Advertisement

A Six-Pack Toast to the Kinder and Gentler Pete Wilson

Share

Pete Wilson just couldn’t resist the temptation.

Even in the midst of announcing some programs that should be helpful to poor women and children faced with being born into poverty, he couldn’t pass up taking a swipe at welfare mothers.

I hope he’s sleeping better this weekend, knowing that he knocked those welfare moms down a peg or two. They had been getting a little full of themselves lately, given the cushy berth they have in the world.

As Ronald Reagan showed long ago, you can’t go broke in California putting it to the welfare state. And when you’re a new governor already catching it from the right, hey, why not.

Advertisement

The guts of the news is that Gov. Wilson has some tough budget decisions to make. And while pointing out at a press conference that he wants to spend more for food stamps and other family-service programs, Wilson was asked about his proposal to cut monthly payments in the Aid to Families With Dependent Children program--the symbolic cornerstone of welfare.

Wilson is proposing a $225-million cut. For a mother with two children, that would mean a monthly cut from $694 to $633, the governor said.

In defending his proposal, Wilson said those women still would have money to pay the rent, but would have to give up some discretionary spending. If he had stopped there, his proposal at least could have been debated on a loftier plane. But here’s how he said it: “I am convinced they will be able to pay the rent, but they will have less for a six-pack of beer. I don’t begrudge them a six-pack, but it is not an urgent necessity.”

The governor went on to say that “I’m not convinced that people who are not capable of earning (a living) are best left with discretion to spend.”

Ladies and gentlemen, the kinder and gentler Pete Wilson.

Let’s all stipulate that a six-pack of beer is, indeed, not an urgent necessity. Nor is a formal inauguration or a limousine.

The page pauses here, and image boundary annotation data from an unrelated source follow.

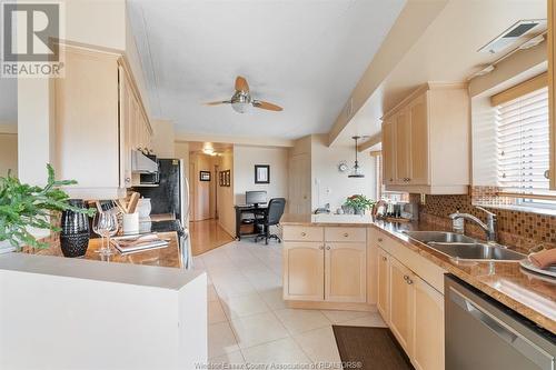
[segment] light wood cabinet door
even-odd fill
[[[395,258],[390,258],[390,329],[406,353],[411,353],[414,276]]]
[[[548,120],[550,131],[550,189],[556,190],[556,0],[548,3]]]
[[[410,121],[410,174],[409,184],[428,184],[428,117],[427,94],[415,99],[409,106]]]
[[[390,322],[389,314],[389,256],[381,248],[377,250],[377,309],[385,322]]]
[[[397,184],[407,184],[411,178],[411,120],[408,109],[396,116],[396,178]]]
[[[284,243],[284,299],[325,299],[325,246],[322,242]]]
[[[325,246],[325,300],[366,302],[367,244],[327,242]]]
[[[383,124],[383,181],[394,184],[396,179],[395,117]]]
[[[444,370],[444,296],[414,277],[411,359],[417,370]]]

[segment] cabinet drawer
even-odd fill
[[[284,240],[322,241],[324,230],[320,227],[285,226]]]
[[[366,228],[325,228],[326,241],[354,241],[366,242]]]

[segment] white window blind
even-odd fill
[[[524,194],[548,190],[548,89],[543,88],[496,107],[498,186]]]

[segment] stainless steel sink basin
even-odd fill
[[[510,249],[484,243],[468,244],[429,242],[427,246],[439,251],[440,253],[461,260],[519,261],[526,258],[525,254]]]
[[[456,232],[445,231],[404,231],[409,238],[424,243],[476,243],[477,240]]]
[[[404,233],[443,254],[460,260],[519,261],[526,257],[502,246],[480,243],[455,232],[404,231]]]

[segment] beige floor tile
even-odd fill
[[[241,349],[288,337],[288,331],[271,312],[231,320]]]
[[[275,313],[291,334],[330,326],[330,321],[318,310],[285,309]]]
[[[241,354],[241,351],[236,351],[215,357],[214,359],[209,360],[209,363],[212,364],[212,369],[230,369],[229,364],[244,364],[245,359],[244,354]]]
[[[384,322],[379,313],[371,313],[369,316],[348,320],[341,323],[348,327],[371,327],[371,328],[386,328],[387,324]]]
[[[291,338],[241,350],[249,363],[265,364],[307,364],[311,361]]]
[[[228,321],[226,313],[224,313],[224,309],[222,309],[222,306],[220,304],[220,301],[218,301],[218,300],[210,301],[210,302],[208,302],[207,307],[208,307],[208,322],[209,322],[209,324]]]
[[[336,311],[336,310],[321,310],[321,312],[330,320],[331,323],[341,323],[349,320],[370,316],[370,312],[363,311]]]
[[[295,336],[294,339],[314,362],[340,362],[332,327],[320,328]],[[331,368],[334,369],[334,368]]]
[[[259,294],[222,297],[221,303],[229,319],[242,318],[270,310]]]
[[[260,298],[271,310],[282,310],[288,308],[282,299],[282,288],[275,288],[259,292]]]
[[[209,359],[239,350],[234,331],[228,322],[214,323],[208,327]]]

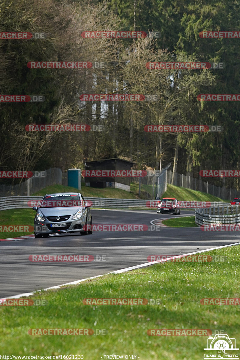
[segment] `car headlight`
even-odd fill
[[[40,212],[38,212],[37,214],[37,217],[36,217],[37,220],[38,220],[39,221],[45,221],[45,219],[42,216],[42,214]]]
[[[76,219],[79,219],[82,216],[82,211],[81,210],[78,210],[74,215],[73,215],[72,217],[72,220],[76,220]]]

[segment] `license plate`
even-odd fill
[[[61,223],[59,224],[51,224],[51,228],[62,228],[67,226],[66,222]]]

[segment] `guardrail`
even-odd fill
[[[42,196],[6,196],[0,198],[0,211],[8,209],[18,209],[21,208],[31,208],[32,206],[36,206],[38,202],[42,198]],[[148,200],[131,199],[108,199],[106,198],[93,198],[85,197],[86,201],[92,202],[92,208],[116,209],[132,209],[135,208],[143,209],[149,209],[146,206],[150,201]],[[156,201],[154,201],[156,202]],[[228,204],[227,203],[214,203],[214,204],[221,204],[225,208]],[[239,207],[240,208],[240,207]],[[157,206],[151,208],[156,209]],[[181,207],[181,208],[189,208]],[[192,208],[193,210],[194,208]],[[205,210],[209,211],[209,208]]]
[[[229,210],[231,215],[229,215]],[[208,210],[209,213],[207,213]],[[220,215],[220,210],[221,215]],[[226,210],[226,211],[225,211]],[[217,215],[215,215],[216,212]],[[233,213],[234,212],[235,213]],[[209,208],[195,210],[195,222],[199,226],[201,225],[240,224],[240,206],[228,206],[226,208]]]
[[[31,208],[37,206],[42,196],[6,196],[0,198],[0,211],[8,209]],[[146,206],[149,200],[131,199],[108,199],[85,197],[85,200],[92,202],[92,208],[126,209],[134,207],[149,208]]]

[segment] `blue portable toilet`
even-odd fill
[[[68,186],[81,189],[81,169],[68,170]]]

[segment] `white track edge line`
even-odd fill
[[[238,245],[240,244],[240,243],[235,243],[234,244],[230,244],[227,245],[223,245],[222,246],[218,246],[217,247],[211,248],[210,249],[208,249],[206,250],[201,250],[200,251],[196,251],[195,252],[189,253],[188,254],[184,254],[182,255],[178,255],[178,256],[186,256],[189,255],[193,255],[194,254],[198,254],[201,252],[206,252],[207,251],[210,251],[212,250],[216,250],[217,249],[222,249],[224,247],[227,247],[228,246],[233,246],[234,245]],[[83,281],[86,281],[87,280],[91,280],[92,279],[96,279],[96,278],[100,278],[102,276],[105,276],[105,275],[109,275],[111,274],[121,274],[121,273],[125,273],[126,271],[130,271],[131,270],[134,270],[135,269],[139,269],[140,267],[146,267],[147,266],[150,266],[150,265],[154,265],[154,264],[160,262],[166,262],[166,259],[158,260],[157,262],[153,261],[151,262],[146,262],[144,264],[140,264],[140,265],[136,265],[134,266],[131,266],[130,267],[126,267],[124,269],[121,269],[120,270],[117,270],[114,271],[111,271],[110,273],[107,273],[107,274],[102,274],[101,275],[97,275],[96,276],[93,276],[91,278],[87,278],[86,279],[83,279],[80,280],[77,280],[76,281],[73,281],[70,283],[66,283],[65,284],[63,284],[61,285],[57,285],[56,286],[51,286],[49,288],[46,288],[42,290],[36,290],[31,293],[25,293],[24,294],[18,294],[18,295],[14,295],[13,296],[10,296],[9,297],[2,298],[3,300],[5,299],[18,299],[22,296],[27,297],[31,296],[36,293],[41,292],[42,291],[46,291],[47,290],[50,290],[52,289],[60,289],[62,286],[65,286],[67,285],[77,285],[80,283],[82,283]]]

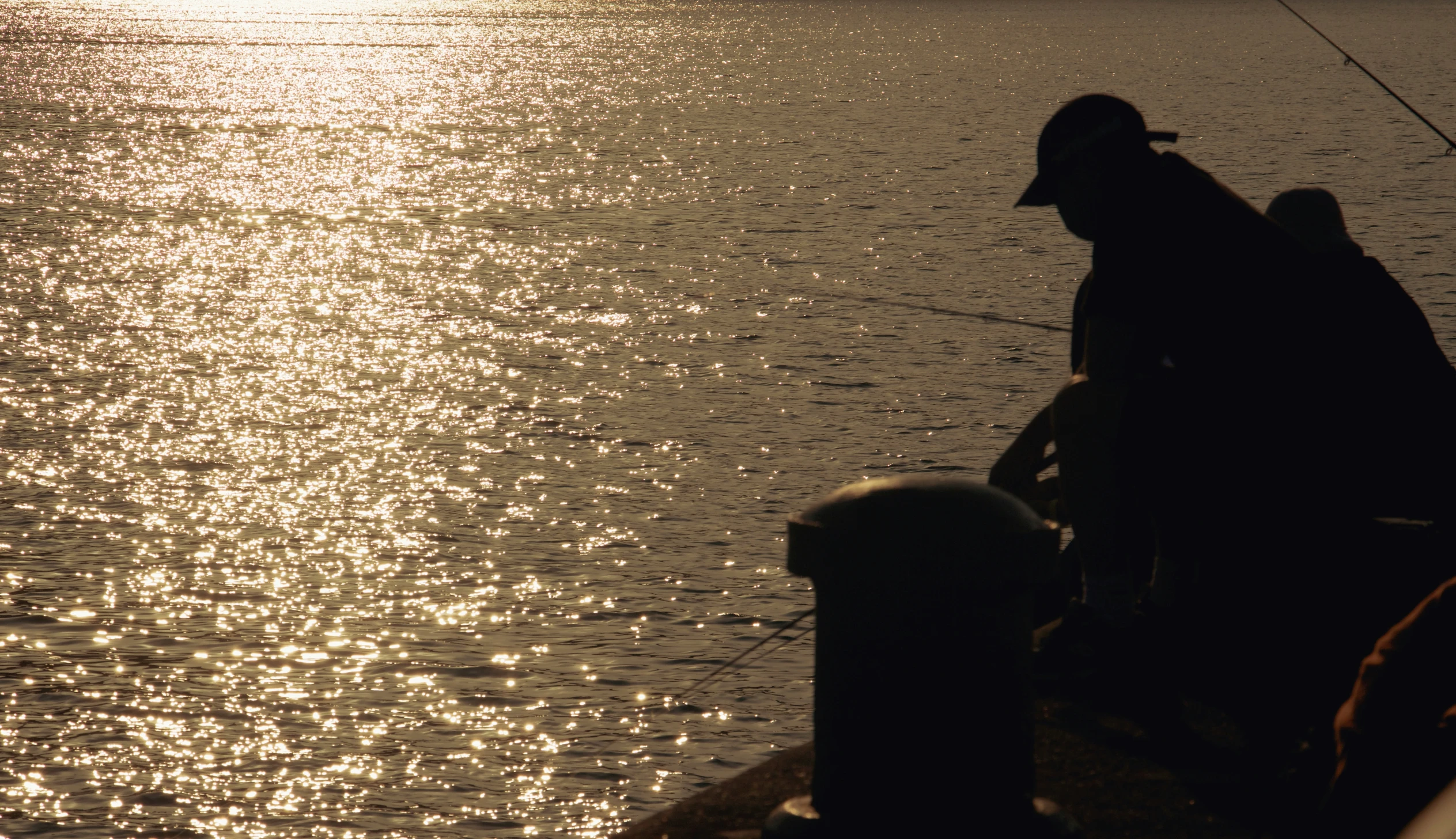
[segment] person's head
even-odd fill
[[[1313,254],[1360,250],[1345,231],[1345,214],[1340,211],[1340,202],[1326,189],[1306,186],[1280,192],[1264,215],[1273,218]]]
[[[1147,131],[1143,115],[1115,96],[1092,93],[1061,106],[1037,140],[1037,177],[1016,206],[1057,205],[1067,230],[1095,240],[1128,180],[1158,154],[1147,145],[1176,134]]]

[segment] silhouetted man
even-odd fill
[[[1054,204],[1093,243],[1083,365],[1050,414],[1086,593],[1050,649],[1092,650],[1102,667],[1162,665],[1117,630],[1143,583],[1125,553],[1128,510],[1144,510],[1153,601],[1178,630],[1168,663],[1192,665],[1227,705],[1277,727],[1309,705],[1309,667],[1341,672],[1310,654],[1324,627],[1309,602],[1326,558],[1318,528],[1350,515],[1310,416],[1334,381],[1322,364],[1334,336],[1306,311],[1318,291],[1307,252],[1203,170],[1153,151],[1156,140],[1174,137],[1149,132],[1131,105],[1076,99],[1042,129],[1018,201]],[[1029,462],[1026,448],[1013,459]]]
[[[1347,382],[1337,419],[1345,432],[1332,457],[1350,462],[1373,516],[1447,519],[1456,422],[1456,368],[1421,307],[1345,231],[1340,202],[1324,189],[1290,189],[1265,215],[1315,259],[1321,295],[1338,343],[1326,365]],[[1334,394],[1332,394],[1334,396]],[[1335,407],[1335,406],[1331,406]]]

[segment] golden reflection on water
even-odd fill
[[[1024,17],[0,13],[15,835],[604,835],[808,736],[807,646],[667,701],[811,605],[783,515],[980,470],[1063,377],[831,297],[1066,320],[1085,253],[1009,208],[1042,103],[926,116]]]

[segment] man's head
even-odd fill
[[[1315,254],[1358,252],[1345,231],[1345,214],[1329,190],[1310,186],[1280,192],[1264,215],[1273,218]]]
[[[1092,93],[1061,106],[1037,140],[1037,177],[1016,206],[1057,205],[1073,234],[1093,240],[1109,198],[1156,157],[1149,141],[1176,134],[1147,131],[1143,115],[1115,96]]]

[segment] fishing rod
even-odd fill
[[[1401,99],[1399,93],[1396,93],[1395,90],[1390,90],[1389,84],[1386,84],[1385,81],[1380,81],[1380,79],[1376,77],[1374,73],[1370,73],[1369,70],[1366,70],[1364,64],[1360,64],[1358,61],[1356,61],[1354,55],[1345,52],[1344,48],[1341,48],[1338,44],[1335,44],[1334,41],[1329,39],[1329,35],[1325,35],[1313,23],[1310,23],[1309,20],[1305,20],[1305,16],[1300,15],[1299,12],[1294,12],[1294,9],[1291,9],[1289,3],[1286,3],[1284,0],[1274,0],[1274,1],[1278,3],[1280,6],[1283,6],[1284,9],[1289,9],[1290,15],[1293,15],[1294,17],[1299,17],[1300,22],[1305,26],[1309,26],[1310,29],[1315,31],[1315,35],[1319,35],[1321,38],[1325,39],[1326,44],[1329,44],[1331,47],[1334,47],[1335,49],[1338,49],[1340,54],[1345,57],[1345,64],[1354,64],[1356,67],[1358,67],[1360,71],[1364,73],[1366,76],[1369,76],[1372,81],[1374,81],[1376,84],[1379,84],[1382,90],[1385,90],[1386,93],[1389,93],[1390,96],[1393,96],[1396,102],[1399,102],[1401,105],[1404,105],[1406,111],[1409,111],[1411,113],[1414,113],[1417,119],[1420,119],[1421,122],[1424,122],[1427,128],[1430,128],[1431,131],[1436,132],[1437,137],[1440,137],[1441,140],[1444,140],[1446,141],[1446,154],[1450,154],[1452,151],[1456,151],[1456,140],[1452,140],[1450,137],[1446,137],[1446,134],[1440,128],[1436,128],[1436,125],[1433,125],[1431,121],[1427,119],[1420,111],[1411,108],[1409,102]]]

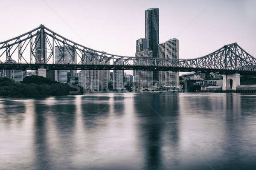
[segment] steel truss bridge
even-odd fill
[[[61,53],[57,61],[54,56],[56,48]],[[71,56],[69,61],[64,60],[67,55],[65,51]],[[47,70],[126,69],[256,75],[256,59],[236,43],[225,45],[205,56],[187,60],[114,55],[76,43],[43,25],[0,42],[0,69],[40,68]]]

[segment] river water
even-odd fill
[[[255,170],[256,95],[1,99],[0,169]]]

And let’s not be so naive as to argue that women on welfare spend every last dollar on improving the lot of themselves and their children. Yes, people abuse welfare money.

Advertisement

Some people.

For many of them, however, it’s a daily struggle trying to figure out how to raise the kids by themselves in housing that’s acceptable. And if they are scouting around for a job, they have to figure out what job they can get that will pay enough to cover day care for the children.

The current AFDC payment provides less than $8,400 a year in income. No matter how you slice it, that’s not a whole lot of money to blow on anything in Orange County once you’ve found a place to live. When Pete Wilson cavalierly talks about cutting down a six-pack a month, he insults every woman who’s in the poverty-welfare cycle.

Despite its bad rap, welfare is probably the most humane and conscientious thing this society does. It defeats the purpose to extend the right hand to help and use the left hand to swat. To suggest, as the governor did with his lousy choice of words, that welfare moms are blowing their wads right and left on beer was a cruel and cheap shot. It’s a rotten way to sell a budget cut.

The idea, presumably, behind welfare is to provide the families (and let’s face it, we’re talking about children here) with a decent life in the hopes Mom can turn things around.

A couple weeks ago, I wrote about a young woman about to get off welfare. She conceded that she had spent some of her welfare money on drugs and that she knew other women who had too. After I duly noted that in the column, I got a plaintive phone call from another young mother of two, pained because of what she thought was the inference that all welfare mothers used drugs.

I told her I hadn’t said that, nor did I think most people would take the column that way. But reading the governor’s remarks only serves to remind me that the image of welfare frauds will probably never go away.

Advertisement

So, let’s shout it from the rooftops: There are welfare frauds, and they can’t manage their money!

But if we do that, let’s also add the following:

* Doctors defraud the Medi-Cal program.

* Insurers rip off consumers.

* Managers of savings and loans and banks, often run by people with the finest educations and highest social standing, have defrauded thousands of people.

* A story in the newspaper last week said the Pentagon left a legacy of misspent funds during the 1980s on weapons systems that didn’t pan out.

You’d almost be left to conclude that welfare moms aren’t the only societal group that wastes public funds or can’t manage its money.

Any day now, I’m sure, we can expect the governor to take these other groups to task with the same disdain that he bestowed on welfare mothers.